À 09H47 à Paris (07H47 GMT), le rendement de l’obligation assimilable du Trésor (OAT) à dix ans atteignait 4,014%, avant de poursuivre brièvement sa hausse. Il a progressé de plus de 0,70 point en un an et d’environ 0,40 point sur le dernier mois.
Ce rendement correspond au taux exigé par les investisseurs pour prêter à l’État français pendant dix ans. Son augmentation ne s’applique pas immédiatement à l’ensemble de la dette existante, mais renchérit progressivement les nouvelles émissions et le refinancement des titres arrivant à échéance.
Inflation et risque politique
Cette hausse s’inscrit dans un mouvement mondial de vente d’obligations, alimenté par la remontée des prix du pétrole et les craintes d’un regain d’inflation susceptible de maintenir les taux directeurs à un niveau élevé.
Le rendement allemand à dix ans a parallèlement atteint environ 3,21%, son plus haut niveau depuis quinze ans, tandis que celui des États-Unis approchait 4,68%.
En France, les inquiétudes entourant la dette publique, proche de 117% du produit intérieur brut, et les incertitudes politiques à l’approche de l’élection présidentielle de 2027 renforcent également la prudence des investisseurs.

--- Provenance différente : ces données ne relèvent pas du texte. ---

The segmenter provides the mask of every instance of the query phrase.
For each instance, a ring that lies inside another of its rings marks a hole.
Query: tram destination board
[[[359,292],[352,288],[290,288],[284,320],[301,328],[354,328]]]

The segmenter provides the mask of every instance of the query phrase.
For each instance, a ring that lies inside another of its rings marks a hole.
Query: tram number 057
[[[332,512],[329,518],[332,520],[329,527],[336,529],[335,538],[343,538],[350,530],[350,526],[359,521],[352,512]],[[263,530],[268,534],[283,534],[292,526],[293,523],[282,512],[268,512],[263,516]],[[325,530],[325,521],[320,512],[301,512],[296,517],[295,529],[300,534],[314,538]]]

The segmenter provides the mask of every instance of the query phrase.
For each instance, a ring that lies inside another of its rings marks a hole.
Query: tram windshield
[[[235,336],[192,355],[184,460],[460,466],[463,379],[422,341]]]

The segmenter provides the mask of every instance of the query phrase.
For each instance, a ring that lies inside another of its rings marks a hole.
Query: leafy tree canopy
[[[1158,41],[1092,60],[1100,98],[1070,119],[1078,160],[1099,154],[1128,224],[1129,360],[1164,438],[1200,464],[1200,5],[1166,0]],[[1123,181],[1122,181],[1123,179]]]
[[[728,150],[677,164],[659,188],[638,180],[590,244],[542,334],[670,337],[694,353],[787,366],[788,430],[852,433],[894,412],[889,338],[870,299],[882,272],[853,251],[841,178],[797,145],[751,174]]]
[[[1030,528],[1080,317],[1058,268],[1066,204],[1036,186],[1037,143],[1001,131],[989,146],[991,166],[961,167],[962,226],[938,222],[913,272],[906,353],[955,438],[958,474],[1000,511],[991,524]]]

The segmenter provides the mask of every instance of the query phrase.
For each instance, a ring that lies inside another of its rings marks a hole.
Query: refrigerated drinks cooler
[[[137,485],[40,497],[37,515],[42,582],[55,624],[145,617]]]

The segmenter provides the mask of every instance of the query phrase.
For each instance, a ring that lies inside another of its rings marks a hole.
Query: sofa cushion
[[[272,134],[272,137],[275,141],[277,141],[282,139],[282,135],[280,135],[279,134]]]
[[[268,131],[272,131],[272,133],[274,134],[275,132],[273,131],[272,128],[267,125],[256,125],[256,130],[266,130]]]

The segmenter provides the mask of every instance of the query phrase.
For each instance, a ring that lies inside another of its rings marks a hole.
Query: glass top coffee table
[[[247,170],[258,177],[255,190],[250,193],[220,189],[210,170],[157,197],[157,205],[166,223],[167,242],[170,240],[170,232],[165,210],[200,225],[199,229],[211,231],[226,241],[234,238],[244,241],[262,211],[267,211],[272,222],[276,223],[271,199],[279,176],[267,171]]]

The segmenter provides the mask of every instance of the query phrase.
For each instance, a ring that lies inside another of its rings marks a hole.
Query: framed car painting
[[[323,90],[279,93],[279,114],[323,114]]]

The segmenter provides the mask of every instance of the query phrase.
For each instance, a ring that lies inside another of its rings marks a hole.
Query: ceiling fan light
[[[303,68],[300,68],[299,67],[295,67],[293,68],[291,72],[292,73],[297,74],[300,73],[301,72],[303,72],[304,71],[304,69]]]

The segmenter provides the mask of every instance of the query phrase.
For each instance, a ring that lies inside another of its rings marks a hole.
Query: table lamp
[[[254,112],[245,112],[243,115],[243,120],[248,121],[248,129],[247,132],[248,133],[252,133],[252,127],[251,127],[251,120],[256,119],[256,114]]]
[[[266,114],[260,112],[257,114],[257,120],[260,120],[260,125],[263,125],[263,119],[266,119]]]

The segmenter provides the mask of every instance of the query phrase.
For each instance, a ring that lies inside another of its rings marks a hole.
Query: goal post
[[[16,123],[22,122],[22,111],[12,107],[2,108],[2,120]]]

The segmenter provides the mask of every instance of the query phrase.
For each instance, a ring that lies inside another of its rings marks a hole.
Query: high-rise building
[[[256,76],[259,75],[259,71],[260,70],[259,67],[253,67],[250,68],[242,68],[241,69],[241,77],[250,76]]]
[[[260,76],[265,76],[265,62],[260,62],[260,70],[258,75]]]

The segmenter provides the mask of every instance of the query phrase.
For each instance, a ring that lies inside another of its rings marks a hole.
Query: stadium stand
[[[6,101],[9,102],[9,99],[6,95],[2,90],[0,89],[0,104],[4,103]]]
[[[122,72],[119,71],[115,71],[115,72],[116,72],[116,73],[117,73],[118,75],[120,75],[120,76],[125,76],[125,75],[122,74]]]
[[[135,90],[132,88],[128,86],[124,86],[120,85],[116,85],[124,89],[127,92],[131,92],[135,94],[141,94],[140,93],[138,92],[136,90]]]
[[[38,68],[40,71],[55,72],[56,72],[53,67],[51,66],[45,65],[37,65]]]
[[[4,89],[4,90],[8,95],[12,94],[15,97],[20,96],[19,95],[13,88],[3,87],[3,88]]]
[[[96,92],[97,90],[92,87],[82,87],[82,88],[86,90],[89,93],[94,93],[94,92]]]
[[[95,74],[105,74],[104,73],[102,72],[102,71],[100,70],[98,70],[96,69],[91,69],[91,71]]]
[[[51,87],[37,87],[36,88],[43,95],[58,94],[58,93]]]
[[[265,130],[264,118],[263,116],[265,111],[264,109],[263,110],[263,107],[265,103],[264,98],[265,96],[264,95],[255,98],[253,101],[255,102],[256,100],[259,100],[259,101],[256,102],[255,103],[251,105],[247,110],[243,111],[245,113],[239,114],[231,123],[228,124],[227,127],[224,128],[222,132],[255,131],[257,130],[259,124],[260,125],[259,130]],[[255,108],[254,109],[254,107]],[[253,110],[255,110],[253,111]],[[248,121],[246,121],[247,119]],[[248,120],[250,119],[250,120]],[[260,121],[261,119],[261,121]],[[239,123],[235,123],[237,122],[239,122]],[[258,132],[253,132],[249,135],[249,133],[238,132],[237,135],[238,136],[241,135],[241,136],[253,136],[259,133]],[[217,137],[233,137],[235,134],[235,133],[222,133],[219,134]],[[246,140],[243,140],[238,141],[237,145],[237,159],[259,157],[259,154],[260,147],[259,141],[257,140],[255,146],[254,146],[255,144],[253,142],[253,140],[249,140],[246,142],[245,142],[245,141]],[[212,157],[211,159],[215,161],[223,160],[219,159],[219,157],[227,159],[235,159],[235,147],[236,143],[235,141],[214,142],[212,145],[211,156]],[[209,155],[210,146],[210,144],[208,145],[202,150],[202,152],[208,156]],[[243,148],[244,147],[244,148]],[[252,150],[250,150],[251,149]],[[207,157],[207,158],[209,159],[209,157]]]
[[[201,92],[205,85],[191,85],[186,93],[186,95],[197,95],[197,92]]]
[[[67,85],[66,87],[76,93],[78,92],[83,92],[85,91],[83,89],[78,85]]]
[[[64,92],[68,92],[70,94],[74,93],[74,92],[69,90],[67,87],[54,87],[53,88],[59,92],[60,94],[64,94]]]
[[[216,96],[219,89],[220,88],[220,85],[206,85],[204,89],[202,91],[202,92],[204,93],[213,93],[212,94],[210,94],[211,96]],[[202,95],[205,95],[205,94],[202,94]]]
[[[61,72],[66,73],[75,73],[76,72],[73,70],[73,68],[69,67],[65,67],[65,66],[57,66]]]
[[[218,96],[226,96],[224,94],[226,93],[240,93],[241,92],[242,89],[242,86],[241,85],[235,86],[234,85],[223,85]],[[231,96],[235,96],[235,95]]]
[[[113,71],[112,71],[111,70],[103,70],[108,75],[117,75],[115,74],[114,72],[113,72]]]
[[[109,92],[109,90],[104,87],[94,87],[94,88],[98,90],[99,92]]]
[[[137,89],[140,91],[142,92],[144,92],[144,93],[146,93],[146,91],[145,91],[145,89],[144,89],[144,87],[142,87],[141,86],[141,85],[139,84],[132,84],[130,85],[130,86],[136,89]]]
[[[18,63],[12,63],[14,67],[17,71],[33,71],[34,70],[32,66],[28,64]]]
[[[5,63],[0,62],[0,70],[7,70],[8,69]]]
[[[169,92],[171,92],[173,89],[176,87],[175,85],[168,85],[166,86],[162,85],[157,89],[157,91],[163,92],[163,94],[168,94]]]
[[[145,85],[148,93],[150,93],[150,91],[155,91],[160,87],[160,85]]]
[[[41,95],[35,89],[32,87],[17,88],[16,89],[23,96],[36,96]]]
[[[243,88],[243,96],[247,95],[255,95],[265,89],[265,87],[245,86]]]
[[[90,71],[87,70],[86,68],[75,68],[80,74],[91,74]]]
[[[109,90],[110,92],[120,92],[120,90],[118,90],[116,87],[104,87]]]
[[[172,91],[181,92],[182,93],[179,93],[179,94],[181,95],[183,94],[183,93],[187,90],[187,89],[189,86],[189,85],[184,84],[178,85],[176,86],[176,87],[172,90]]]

Un possible effet sur les crédits immobiliers
L’OAT à dix ans constitue une référence pour plusieurs taux pratiqués dans l’économie française. Sa progression peut notamment se répercuter sur le coût des crédits immobiliers proposés aux ménages, même si cette transmission n’est ni immédiate ni automatique.
La hausse alourdit également, à mesure du renouvellement de la dette, la charge d’intérêts supportée par l’État et réduit ses marges de manœuvre budgétaires.